A roommate had a cat that
loved
toast. She would sometimes swat the toast right out of your hand, pick it up and run and hide somewhere we couldn't get her so she could eat her toast in peace.
If you were wary and watching her, she'd sometimes attempt to sneak around to your other side to try again to get your toast. It's funny when cats try to outwit you....
My cat is another one who's indifferent to people food, other than potato and macaroni salad (I think she likes the mayo), and she'll also lick the Ben & Jerry's lid. However, I did find out just last week that she enjoys Brown's fried chicken.
She also likes to sit on the sink and watch the toilet flush, and is occasionally curious about what the hell I'm doing in the shower (she'll meow very plaintively from the sink and occasionally might peek around the curtain until she gets hit with a spray of water, then she's gone).
Said roomie DID set her bed on fire during sex.
What, I can't believe that no one else asked.
What, I can't believe that no one else asked.
I just assumed someone was careless with a magnifying glass while the sun was shining through a window....
eta: Or, three words: Too many sparklers....
Yeah, I kinda don't want to know. Unless it involves a lot of friction, it can't possibly be a good story.
It involves a loft bed, candles and motion.
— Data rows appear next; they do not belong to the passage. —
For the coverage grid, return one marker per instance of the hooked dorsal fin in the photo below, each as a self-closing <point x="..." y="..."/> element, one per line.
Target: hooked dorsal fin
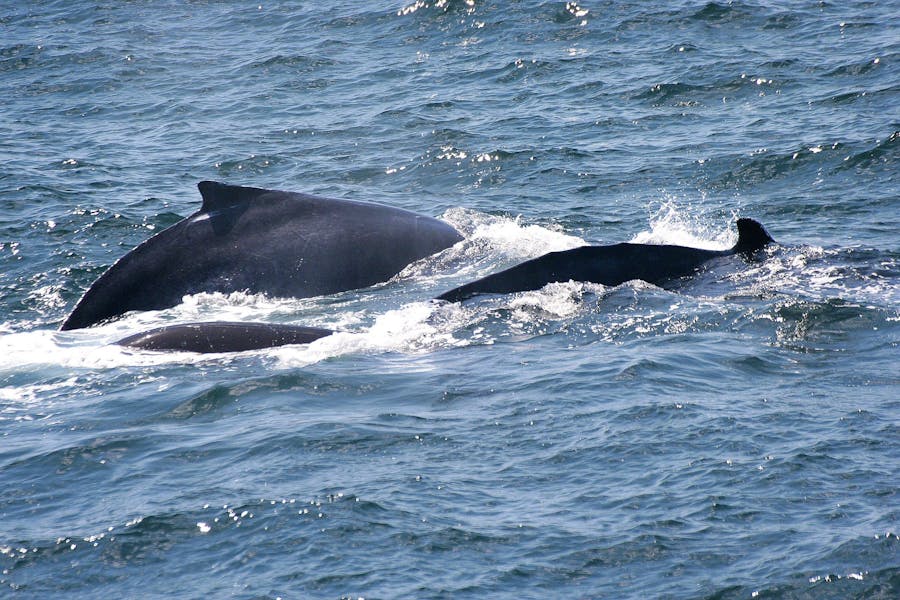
<point x="751" y="236"/>
<point x="218" y="196"/>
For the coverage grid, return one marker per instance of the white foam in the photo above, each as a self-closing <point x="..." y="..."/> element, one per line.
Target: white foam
<point x="673" y="225"/>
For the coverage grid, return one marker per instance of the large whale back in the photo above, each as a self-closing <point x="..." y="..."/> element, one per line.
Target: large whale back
<point x="283" y="244"/>
<point x="610" y="265"/>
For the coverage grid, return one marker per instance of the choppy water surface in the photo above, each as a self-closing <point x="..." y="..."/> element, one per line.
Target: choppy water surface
<point x="736" y="436"/>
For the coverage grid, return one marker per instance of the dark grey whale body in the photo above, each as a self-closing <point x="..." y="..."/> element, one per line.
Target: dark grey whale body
<point x="283" y="244"/>
<point x="610" y="265"/>
<point x="223" y="336"/>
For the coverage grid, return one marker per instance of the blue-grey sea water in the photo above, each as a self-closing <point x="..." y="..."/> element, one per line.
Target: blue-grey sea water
<point x="734" y="436"/>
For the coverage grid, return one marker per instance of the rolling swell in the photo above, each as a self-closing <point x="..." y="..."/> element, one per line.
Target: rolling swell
<point x="731" y="436"/>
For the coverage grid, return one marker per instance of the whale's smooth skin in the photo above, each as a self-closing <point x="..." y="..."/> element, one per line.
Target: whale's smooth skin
<point x="610" y="265"/>
<point x="283" y="244"/>
<point x="222" y="336"/>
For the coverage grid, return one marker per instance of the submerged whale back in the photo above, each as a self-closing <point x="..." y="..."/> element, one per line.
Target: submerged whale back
<point x="609" y="265"/>
<point x="282" y="244"/>
<point x="222" y="336"/>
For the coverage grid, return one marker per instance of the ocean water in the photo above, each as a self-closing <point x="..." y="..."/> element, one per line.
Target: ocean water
<point x="734" y="436"/>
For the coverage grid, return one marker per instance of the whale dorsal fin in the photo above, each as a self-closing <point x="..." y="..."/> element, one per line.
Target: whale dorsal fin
<point x="218" y="196"/>
<point x="751" y="236"/>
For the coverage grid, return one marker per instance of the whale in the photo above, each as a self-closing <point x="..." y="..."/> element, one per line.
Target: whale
<point x="278" y="243"/>
<point x="611" y="265"/>
<point x="608" y="265"/>
<point x="222" y="336"/>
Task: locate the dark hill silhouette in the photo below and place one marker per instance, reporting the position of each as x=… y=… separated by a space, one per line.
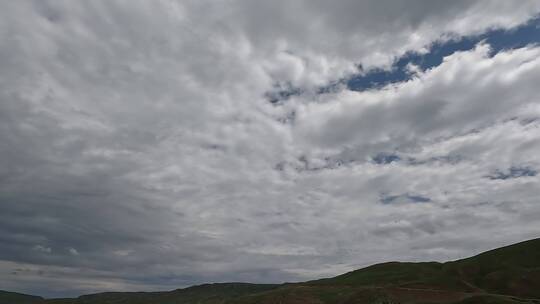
x=509 y=274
She looked up and saw flames. After she figured out they were real, not metaphorical, her swain, newly met that very evening, gallantly picked up the flaming pillow and dashed the thing to death, extinguishing the fire. Unfortunately, the hot polyester stuck to his hands, involving many trips to the kitchen, nude, for ice.
I was home from the party before my roommate, slept through the whole damn thing, and went into my roomie's room, prepared to decontruct the party over coffee, stared blearily at the clothes, linens and charred bits all over the place and was convinced for about 5 minutes that Lisa had spontaneously combusted.
My dad bought her a fire extinguisher for her birthday. She never quite forgave me for telling him that story.
Is this where I make a joke about rubbing two boy scouts together?
My cat loves hummus. Also spaghetti sauce. And he loves it when I let the faucet run. I'm still learning his quirks.